Сам Солженицын всегда стался избегать компромисса — насколько это было возможно в той политической и литературной среде, которая известна нам, в частности, по книге “Бодался Теленок с дубом”. Избегает он его и сейчас. Бескомпромиссность — это идеал, стремление к которому определяет и характер творческого дара, и специфику общественного поведения. Она дала возможность выиграть в безнадежном, казалось бы, противостоянии советской системе и принесла победу “теленку”, бодавшемуся с “дубом”. Плата за бескомпромиссность — литературное одиночество (которое, возможно, осмысляется как благо): трудно представить себе Солженицына в некой “партии”, литературной или общественно-политической. Плата — в множественных личностных разрывах с близкими некогда людьми. Плата — в непонимании очень и очень многими.

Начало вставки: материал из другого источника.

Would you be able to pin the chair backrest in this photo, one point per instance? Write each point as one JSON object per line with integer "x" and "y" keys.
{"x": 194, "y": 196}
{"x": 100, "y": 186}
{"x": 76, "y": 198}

Живя так, он и другим предлагает то же. Ответственность за национальные трагедии ХХ века он возлагает не столько на “вождей Советского Союза”, сколько на всех нас, втянутых в компромисс с властью, который, с его точки зрения, приводит к “жизни по лжи”. И Сахарова он обвиняет именно в компромиссе — на сей раз не с вождями, но с теми наработанными в течение десятилетий догмами, с которыми, по мнению Солженицына, не смог справиться ученый и мыслитель (статья “На возврате дыхания и сознания”).

Но, отказываясь от компромисса, Солженицын знает его великий соблазн. Этот соблазн писатель изживает в своих героях, им передоверяя испытать его сладость и пережить обусловленную этим соблазном трагедию. В его эпосе предложена целая антология национального компромисса. Можно даже сказать, что одним из предметов изображения в творчестве Солженицына оказывается русский национальный характер в ситуации компромисса.

Компромисс совершается и отдельным человеком, и массой людей, единодушно одобряющих на каком-либо собрании очередную государственную истерию, травлю, аресты и т.п. В сущности, тотальный компромисс и стал для писателя зловещим знаком грандиозной деформации русского сознания. Деформации, грозящей катастрофой, делающей весьма туманной национальную перспективу ХХI века (“Россия в обвале”).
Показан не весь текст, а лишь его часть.